Di antara lawan politik petahana Joko Widodo, yang terbilang sangat pantas diperhitungkan adalah Susilo Bambang Yudhoyono. Sayangnya, selama ini keberadaan sosok yang tercatat dua kali menjadi "kampiun" Pemilihan Umum di Indonesia ini, justru terkesan kurang diberikan tempat semestinya di kubunya sendiri.
Ya, jika dibandingkan Prabowo Subianto sendiri, SBY jelas masih jauh di atas: dalam mencuri perhatian publik, dalam positioning di pentas politik, membangun citra, hingga ketepatan strateginya untuk mencuri panggung yang mesti dikuasai.
SBY sudah membuktikan kemampuannya tersebut dengan dua kali menjadi pemenang dalam urusan copras-capres--mengutip istilah Jokowi. Prabowo, terlepas kemampuannya membangun karisma dan citranya, belum terbukti mampu menjadi pemenang di tengah laga demi laga demokrasi Indonesia.
Lainnya yang perlu dicatat, SBY adalah jenderal yang betul-betul sudah menjangkau puncak karier di dunia kemiliteran --meraih bintang empat. Di sisi ini pun, Prabowo dapat dikatakan sebagai "jenderal tanggung" karena kariernya terhenti saat ia baru meraih bintang tiga.
Maka kenapa memang semestinya SBY dapat menjadi acuan sekaligus guru bagi Prabowo.
Sayangnya, lagi-lagi, keberadaan SBY di kubu Prabowo belum maksimal dimanfaatkan, atau bahkan belum diberi pentas yang pantas untuk ia bisa menyusun berbagai rencana dan skenario pemenangan. Prabowo masih terlalu terbuai dengan "dua sejawat" yang sejatinya masih terhitung pecundang dalam politik Tanah Air: Partai Keadilan Sejahtera dengan kondisi internal mereka sendiri semakin amburadul, dan Partai Amanat Nasional yang masih netek kepada Amien Rais hingga tidak terlihat sebagai "partai mandiri".
Setidaknya begitulah faktanya. Terpikir, apakah Prabowo memang sedang menjalankan prinsip, bahwa terpenting bukan seberapa pintar seorang kawan dalam pertarungan, sebab yang terpenting seberapa loyal mereka saat bertarung.
Di situ, Partai Demokrat masih diposisikan sebagai kawan yang masih pantas disangsikan. Maka itu ada beberapa kabar yang menyebutkan bagaimana dalam beberapa pertemuan penting kubu capres tersebut, Demokrat justru tidak dilibatkan.
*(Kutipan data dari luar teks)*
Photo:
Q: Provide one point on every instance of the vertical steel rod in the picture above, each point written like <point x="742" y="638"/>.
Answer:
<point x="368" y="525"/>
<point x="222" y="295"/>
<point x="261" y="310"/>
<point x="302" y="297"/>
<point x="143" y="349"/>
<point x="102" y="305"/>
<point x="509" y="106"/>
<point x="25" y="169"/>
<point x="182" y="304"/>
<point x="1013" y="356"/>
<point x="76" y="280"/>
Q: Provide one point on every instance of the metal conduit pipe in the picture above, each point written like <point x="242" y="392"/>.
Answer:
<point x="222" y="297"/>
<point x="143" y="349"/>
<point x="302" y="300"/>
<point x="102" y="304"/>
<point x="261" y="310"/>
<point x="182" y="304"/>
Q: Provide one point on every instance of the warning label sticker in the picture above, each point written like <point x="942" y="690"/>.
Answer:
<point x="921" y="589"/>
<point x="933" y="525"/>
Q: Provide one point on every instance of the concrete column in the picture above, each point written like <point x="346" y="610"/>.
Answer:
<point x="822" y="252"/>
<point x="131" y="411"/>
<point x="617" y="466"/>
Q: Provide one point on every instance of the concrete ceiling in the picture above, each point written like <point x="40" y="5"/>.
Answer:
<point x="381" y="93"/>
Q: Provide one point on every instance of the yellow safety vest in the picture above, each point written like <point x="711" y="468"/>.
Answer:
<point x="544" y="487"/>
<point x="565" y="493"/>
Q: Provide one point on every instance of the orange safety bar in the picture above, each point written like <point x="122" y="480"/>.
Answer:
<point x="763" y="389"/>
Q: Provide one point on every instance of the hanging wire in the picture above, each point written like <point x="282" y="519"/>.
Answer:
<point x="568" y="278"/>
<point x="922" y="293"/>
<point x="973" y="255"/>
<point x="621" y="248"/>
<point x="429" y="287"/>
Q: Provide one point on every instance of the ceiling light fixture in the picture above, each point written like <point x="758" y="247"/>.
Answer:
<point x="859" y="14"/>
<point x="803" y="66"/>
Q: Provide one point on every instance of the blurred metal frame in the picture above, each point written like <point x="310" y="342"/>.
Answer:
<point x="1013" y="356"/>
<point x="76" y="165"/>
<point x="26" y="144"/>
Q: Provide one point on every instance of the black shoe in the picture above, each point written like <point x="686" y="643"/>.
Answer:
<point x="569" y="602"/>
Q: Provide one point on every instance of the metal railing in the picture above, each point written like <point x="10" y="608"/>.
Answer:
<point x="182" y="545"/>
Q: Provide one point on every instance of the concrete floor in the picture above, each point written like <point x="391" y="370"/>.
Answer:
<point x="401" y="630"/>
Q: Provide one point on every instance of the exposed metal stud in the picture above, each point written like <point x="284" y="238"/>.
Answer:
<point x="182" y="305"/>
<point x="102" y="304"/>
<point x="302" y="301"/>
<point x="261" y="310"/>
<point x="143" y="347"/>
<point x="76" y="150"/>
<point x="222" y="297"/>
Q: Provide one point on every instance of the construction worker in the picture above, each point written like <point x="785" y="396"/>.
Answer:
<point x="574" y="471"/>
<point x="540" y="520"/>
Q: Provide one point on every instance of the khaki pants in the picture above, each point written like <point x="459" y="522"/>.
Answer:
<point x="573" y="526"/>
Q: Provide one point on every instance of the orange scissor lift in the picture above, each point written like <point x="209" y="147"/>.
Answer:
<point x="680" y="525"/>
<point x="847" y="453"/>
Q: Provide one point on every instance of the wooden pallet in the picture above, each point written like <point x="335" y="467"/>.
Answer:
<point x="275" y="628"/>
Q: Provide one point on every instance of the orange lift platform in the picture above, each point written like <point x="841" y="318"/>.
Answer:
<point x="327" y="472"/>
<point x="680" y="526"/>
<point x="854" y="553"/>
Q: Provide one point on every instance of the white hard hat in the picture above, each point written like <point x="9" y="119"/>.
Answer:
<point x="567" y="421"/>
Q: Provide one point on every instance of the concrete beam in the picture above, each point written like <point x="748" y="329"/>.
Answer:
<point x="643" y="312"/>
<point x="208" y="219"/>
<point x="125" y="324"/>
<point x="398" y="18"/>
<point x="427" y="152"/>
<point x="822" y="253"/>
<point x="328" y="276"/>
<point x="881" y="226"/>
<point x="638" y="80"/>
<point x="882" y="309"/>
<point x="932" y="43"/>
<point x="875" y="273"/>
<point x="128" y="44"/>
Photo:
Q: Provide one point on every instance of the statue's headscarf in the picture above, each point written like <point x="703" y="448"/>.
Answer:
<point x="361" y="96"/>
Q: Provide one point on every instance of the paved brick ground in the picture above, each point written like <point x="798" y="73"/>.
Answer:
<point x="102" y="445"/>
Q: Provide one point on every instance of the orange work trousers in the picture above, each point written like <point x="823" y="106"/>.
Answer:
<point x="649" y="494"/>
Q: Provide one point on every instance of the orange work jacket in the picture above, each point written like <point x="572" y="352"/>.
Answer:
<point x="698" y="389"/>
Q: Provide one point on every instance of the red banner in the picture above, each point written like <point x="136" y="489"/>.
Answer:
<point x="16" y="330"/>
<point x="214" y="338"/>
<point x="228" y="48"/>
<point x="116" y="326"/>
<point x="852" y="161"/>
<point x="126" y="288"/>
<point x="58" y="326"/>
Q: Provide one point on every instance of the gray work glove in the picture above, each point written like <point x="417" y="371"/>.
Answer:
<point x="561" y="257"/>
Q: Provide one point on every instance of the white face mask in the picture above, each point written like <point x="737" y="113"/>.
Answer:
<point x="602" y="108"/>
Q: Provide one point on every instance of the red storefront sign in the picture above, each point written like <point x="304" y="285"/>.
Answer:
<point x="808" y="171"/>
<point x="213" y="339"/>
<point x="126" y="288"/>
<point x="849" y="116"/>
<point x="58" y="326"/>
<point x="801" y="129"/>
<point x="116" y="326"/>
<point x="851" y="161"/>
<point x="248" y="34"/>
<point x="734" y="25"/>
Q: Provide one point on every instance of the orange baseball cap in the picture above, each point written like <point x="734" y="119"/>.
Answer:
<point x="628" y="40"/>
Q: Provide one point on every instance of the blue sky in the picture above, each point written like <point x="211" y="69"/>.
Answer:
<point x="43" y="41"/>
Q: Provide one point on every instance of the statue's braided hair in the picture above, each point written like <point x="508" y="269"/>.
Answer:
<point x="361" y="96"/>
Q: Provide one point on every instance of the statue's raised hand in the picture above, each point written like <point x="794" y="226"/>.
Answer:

Di sinilah SBY terlihat mencium adanya "ketidakseriusan" dari kubu yang terlanjur dimasukinya untuk menghadapi Pilpres 2019. Prabowo terlalu banyak menciptakan demi drama, hingga menimbulkan kesan, "Ini capres mau ikut pemilihan presiden, atau mau jadi pemain drama saja?"
Tak ada ide-ide yang bisa membuat publik yakin, bahwa dia memang pantas dipilih. Prabowo terlalu banyak main-main, dan membiarkan prajurit-prajurit tempurnya berkelahi dan bergulat dengan cara masing-masing. "Terpenting, kalau rumah lawan hancur pun, jangan pikirkan untuk menolong, tapi pikirkan agar bagaimana untuk rampok saja rumah terbakar itu." Setidaknya, ini juga mengacu pada bagaimana strategi yang pernah digaungkan Prabowo sendiri di depan pengikutnya.